VOCAÇÃO PARA UMIDADE
Algo interessante no processo de escrita é o que chamo de "exercício de retorno". Porque escrevemos, somos obrigados a ver, perceber e sentir melhor. E ao sentir mais profundamente, dá vontade de escrever.
Eis ai o retorno. A ligação do olho com a caneta tem uma base, um foco e um objetivo: clarear o mundo. E ele (o mundo) se nos aparece retalhado, cortado, possível à experiência e ao pensamento. À experiência dispomos do dote do corpo. É o campo vibrátil. Ao pensamento, há a possibilidade da totalidade, da conexão, da imaginação. O corpo adere - o pensamento inventa. A ligação do pensamento com a experiência pode-se chamar "vivência em compreensão". Ou compreensão da vivência, a verdadeira causa e razão da sabedoria. E tudo é aberto, incompleto e em contínuo processo. E porque há o movimento, há o possível – reino da criação. Como uma lua grávida no centro do véu celestial, em estado de desejo, as palavras nascem com suas danças misteriosas. Ou como a grafia do céu na terra com a sua caneta líquida, que chamamos chuva, escreve-se para fecundar. Tenho profunda vocação para a umidade.
EU MESMO NA INCOMPREENSÃO
Tive enfrentando fortes dores. Gostei muito da experiência, depois de ter, pelo menos por enquanto, vencido a batalha. A dor faz descobrir a relação entre o corpo e as nossas trajetórias; mostra também a fragilidade da consciência descolada da carne como gera um sufoco na razão que não é capaz de governar a casa que lhe sustenta: a carne.
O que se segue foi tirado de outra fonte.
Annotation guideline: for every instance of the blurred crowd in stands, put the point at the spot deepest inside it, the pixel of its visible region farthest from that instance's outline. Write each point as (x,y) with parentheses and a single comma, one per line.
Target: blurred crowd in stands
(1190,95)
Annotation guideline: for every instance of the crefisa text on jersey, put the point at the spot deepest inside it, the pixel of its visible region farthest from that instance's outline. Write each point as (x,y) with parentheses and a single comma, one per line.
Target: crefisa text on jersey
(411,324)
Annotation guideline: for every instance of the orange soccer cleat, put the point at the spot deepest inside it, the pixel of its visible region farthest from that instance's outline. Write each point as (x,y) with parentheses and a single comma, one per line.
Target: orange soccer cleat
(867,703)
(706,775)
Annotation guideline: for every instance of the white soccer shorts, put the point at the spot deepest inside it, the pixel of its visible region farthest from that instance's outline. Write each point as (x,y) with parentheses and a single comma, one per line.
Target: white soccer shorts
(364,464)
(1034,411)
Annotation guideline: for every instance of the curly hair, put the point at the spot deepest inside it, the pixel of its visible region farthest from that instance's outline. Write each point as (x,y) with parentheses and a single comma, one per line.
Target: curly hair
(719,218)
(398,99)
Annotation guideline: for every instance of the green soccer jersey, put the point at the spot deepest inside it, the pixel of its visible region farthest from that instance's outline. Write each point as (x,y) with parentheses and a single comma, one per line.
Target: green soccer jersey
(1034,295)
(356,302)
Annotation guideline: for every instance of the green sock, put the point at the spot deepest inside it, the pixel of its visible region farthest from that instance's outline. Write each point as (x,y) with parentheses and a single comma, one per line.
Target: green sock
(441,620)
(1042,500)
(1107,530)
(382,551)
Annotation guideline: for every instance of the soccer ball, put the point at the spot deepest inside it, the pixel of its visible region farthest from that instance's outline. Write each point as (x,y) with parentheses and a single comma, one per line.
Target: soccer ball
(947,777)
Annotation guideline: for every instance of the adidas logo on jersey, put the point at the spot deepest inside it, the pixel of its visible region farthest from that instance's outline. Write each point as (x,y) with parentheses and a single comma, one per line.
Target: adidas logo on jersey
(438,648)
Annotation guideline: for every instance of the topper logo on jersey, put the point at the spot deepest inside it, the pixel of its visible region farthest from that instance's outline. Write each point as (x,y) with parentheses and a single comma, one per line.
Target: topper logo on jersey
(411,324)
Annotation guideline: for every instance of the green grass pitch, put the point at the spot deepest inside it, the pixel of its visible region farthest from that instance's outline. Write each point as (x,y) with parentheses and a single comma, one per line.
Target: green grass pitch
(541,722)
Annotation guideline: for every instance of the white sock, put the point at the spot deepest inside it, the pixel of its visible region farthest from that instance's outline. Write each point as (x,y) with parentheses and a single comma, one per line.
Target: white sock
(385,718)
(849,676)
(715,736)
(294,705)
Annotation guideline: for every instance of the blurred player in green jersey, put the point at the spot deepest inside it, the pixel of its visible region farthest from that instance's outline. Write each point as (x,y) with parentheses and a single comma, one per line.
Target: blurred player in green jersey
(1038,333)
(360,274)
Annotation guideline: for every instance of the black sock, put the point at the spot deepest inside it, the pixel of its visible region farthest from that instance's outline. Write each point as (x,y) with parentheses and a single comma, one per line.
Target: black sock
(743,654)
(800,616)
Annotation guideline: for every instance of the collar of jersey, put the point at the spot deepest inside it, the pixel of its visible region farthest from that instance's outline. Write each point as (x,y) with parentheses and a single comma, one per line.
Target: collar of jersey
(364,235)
Ademais, o corpo dorido cria uma memória atávica, talvez procurando sentido na infância - e nos induz a fazer aquela perguntinha básica: o que estou fazendo comigo? Ou: o que estou aceitando que façam comigo? Depois vem a síntese: por onde andei sempre fui acompanhado por um sósia em escapatória, que é eu mesmo na incompreensão.
Vou ser sincero: durante o período dorido não cantei a minha prima, nem a vizinha. Fiquei mais silente e indagativo. Fiz o exercício de adentramento, tão importante quando se quer - como é o meu caso - botar na batalha da vida uma bandeira estilística e simbólica; fazer dos símbolos o caminho para a procura da vida. Desatar os nós da ilusão e afirmá-la literariamente.
Fiz acupuntura, quiropraxia, banho prolongado em águas quentes, contorcionismo mental e ginástica por correspondência. Estou revigoradíssimo, o que quer dizer que logo irei cantei a minha prima - e a vizinha.